Lastly, it is interesting that Columbia University itself is something of a land-grabber, now contemplating to inhale most of the Upper West Side property beyond 125th Street for the creation of a new campus. Bollinger himself was selling the idea hard on NY1News, our local station, several nights earlier. Of course, this takeover is of land and property inhabited by Hispanic and African-American New Yorkers, shadows of the Morningside Gymnasium, only exponentially larger. Somehow it seemed history was repeating itself listening to Lee’s soft but hard sell to the black interviewer, who kept bringing it back to, “what’s in it for the community?”
The answers were mostly “money, jobs, some scholarships to an on-campus public school.” But the urge to colonize more of the city was vaguely cloying to me. As was the concurrent urge of New York University in Greenwich Village. Two of their noted trustees and graduates included the reprobates Larry Silverstein and Hank Greenberg, formerly CEO of AIG.
I mention this because I feel the impulse of this admittedly Jewish-centered educational organization, in fact both of them, a kind of colonizing of educational agenda, shaping young minds like the real estate into extensions of a philosophy of exclusionism, not the real academic, democratic ideal. Columbia, in fact, includes the Jewish Theological Seminary of America, which abuts its campus. Where is the Center for Muslim Studies, Buddhist Studies, and so on, which would represent far greater numbers of people in today’s world.

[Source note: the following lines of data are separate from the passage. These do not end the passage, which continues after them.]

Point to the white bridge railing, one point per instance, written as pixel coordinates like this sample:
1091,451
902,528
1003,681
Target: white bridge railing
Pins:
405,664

As a vocal minority of 5.5 million of America’s 304 million citizens, I find it strange, even somewhat chilling, that the Jewish people demand, command, so much political clout. When our forefathers asked for a separation of church and state, they meant all religious institutions, synagogues, mosques, et al. Now I see a minority group exerting an unparalleled influence on politics, education, and thought, equal at least to the daft Conservative Christians, who make up the dafter neocon core behind the march for world hegemony with their Israeli cousins.

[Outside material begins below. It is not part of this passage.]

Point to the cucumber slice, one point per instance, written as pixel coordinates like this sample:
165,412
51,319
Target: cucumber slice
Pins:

I am personally happy that Ahmadinejad spoke back for all of us to power, including Israel, the US, and dual-Israeli/American citizens, who it would seem insist on applying their religious-political agendas worldwide, regardless of history’s lessons. Perhaps after all is said and done, this was Ahmadinejad’s lesson to us all. It’s a pity we didn’t give him a chance to “show his respect” at Ground Zero. It has yet to be convincingly proven to myself and millions like me that the real culprits behind that catastrophe were Muslims. Perhaps a more open public mind would let some more light in.